Topic 6: Basic Statistical Analysis

Pearson Chi-Square Test

Pearson’s Chi-Square Test for Independence in R

Pearson’s Chi-Square test for independence is a statistical test used to determine if there is a significant association between two categorical variables. It assesses whether the observed frequency distribution differs significantly from the expected frequency distribution under the assumption of independence.

Performing Pearson’s Chi-Square Test:

Using chisq.test(): The chisq.test() function in R is used to perform Pearson’s Chi-Square test.

Example: Pearson’s Chi-Square Test

Suppose we have survey data on the relationship between gender and favorite color and want to test if there is a significant association between the two variables.

# Sample data for gender and favorite color
gender <- c("Male", "Female", "Male", "Female", "Male", "Female", "Male", "Female")
favorite_color <- c("Blue", "Red", "Blue", "Blue", "Red", "Red", "Blue", "Red")

# Create a contingency table
cont_table <- table(gender, favorite_color)

# Perform Pearson's Chi-Square test
chi_square_result <- chisq.test(cont_table)

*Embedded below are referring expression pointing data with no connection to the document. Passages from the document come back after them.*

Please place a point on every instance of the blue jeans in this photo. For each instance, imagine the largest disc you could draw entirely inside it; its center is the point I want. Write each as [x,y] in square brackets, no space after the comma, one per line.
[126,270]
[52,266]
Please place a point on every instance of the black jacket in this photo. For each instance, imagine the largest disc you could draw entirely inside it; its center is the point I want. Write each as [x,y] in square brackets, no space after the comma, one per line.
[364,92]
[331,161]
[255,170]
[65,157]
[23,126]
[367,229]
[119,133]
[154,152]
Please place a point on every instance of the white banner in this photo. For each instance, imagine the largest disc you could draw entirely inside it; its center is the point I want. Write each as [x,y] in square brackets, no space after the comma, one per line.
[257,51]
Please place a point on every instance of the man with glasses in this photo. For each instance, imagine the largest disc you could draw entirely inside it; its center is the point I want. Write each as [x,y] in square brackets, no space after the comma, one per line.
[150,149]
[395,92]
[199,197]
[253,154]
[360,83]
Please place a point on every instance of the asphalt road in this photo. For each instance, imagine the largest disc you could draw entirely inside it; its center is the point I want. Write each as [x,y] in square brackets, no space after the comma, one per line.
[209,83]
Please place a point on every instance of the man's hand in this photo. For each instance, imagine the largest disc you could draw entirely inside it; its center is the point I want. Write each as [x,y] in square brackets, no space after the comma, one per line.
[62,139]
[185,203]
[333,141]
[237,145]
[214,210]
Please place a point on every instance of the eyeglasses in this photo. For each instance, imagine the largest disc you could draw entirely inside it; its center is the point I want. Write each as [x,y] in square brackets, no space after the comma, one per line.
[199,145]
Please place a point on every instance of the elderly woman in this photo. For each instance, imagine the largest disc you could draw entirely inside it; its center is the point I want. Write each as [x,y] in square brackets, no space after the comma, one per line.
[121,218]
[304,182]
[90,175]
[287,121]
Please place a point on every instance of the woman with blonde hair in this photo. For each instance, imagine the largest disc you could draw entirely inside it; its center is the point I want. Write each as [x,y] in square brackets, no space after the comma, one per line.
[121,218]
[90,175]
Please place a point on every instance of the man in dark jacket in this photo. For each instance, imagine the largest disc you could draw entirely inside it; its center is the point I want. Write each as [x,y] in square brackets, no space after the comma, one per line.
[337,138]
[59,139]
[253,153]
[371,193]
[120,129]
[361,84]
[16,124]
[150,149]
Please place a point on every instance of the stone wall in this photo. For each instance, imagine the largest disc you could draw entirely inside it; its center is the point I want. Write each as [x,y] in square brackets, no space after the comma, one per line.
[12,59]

## Warning in chisq.test(cont_table): Chi-squared approximation may be incorrect

# Print the test result
print(chi_square_result)

## 
##  Pearson's Chi-squared test with Yates' continuity correction
## 
## data:  cont_table
## X-squared = 0.5, df = 1, p-value = 0.4795

Interpreting the Output:

The output of the chisq.test() function includes the Chi-Square statistic, degrees of freedom, and the p-value. The p-value indicates the probability of obtaining the observed contingency table or more extreme tables under the assumption of independence.

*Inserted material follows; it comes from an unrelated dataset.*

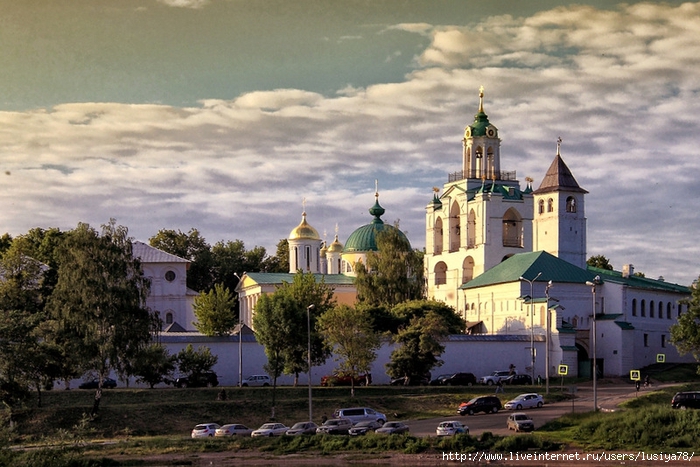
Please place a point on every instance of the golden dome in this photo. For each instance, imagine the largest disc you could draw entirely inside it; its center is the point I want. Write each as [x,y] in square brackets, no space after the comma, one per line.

If the p-value is below a pre-defined significance level (commonly 0.05), we reject the null hypothesis and conclude that there is a significant association between gender and favorite color.

Using Residuals:

The residuals can be helpful in interpreting the direction and magnitude of the deviation from independence.

# Extract residuals from the chi-square result
residuals <- chi_square_result$residuals

# Print the residuals
print(residuals)

##         favorite_color
## gender         Blue        Red
##   Female -0.7071068  0.7071068
##   Male    0.7071068 -0.7071068

Summary:

Pearson’s Chi-Square test for independence is used to determine if there is a significant association between two categorical variables.
The chisq.test() function in R is used to perform Pearson’s Chi-Square test.
The p-value obtained from the test helps to make a decision about rejecting or failing to reject the null hypothesis of independence between the two categorical variables.
Residuals can be used to interpret the direction and magnitude of the deviation from independence.

Fisher’s Exact test

Fisher’s Exact Test in R Programming

Fisher’s Exact test is a statistical test used to determine if there is a significant association between two categorical variables in a 2x2 contingency table. It is particularly useful when the sample size is small or when the assumptions of the Chi-Square test are not met.

Performing Fisher’s Exact Test:

Using fisher.test(): The fisher.test() function in R is used to perform Fisher’s Exact test.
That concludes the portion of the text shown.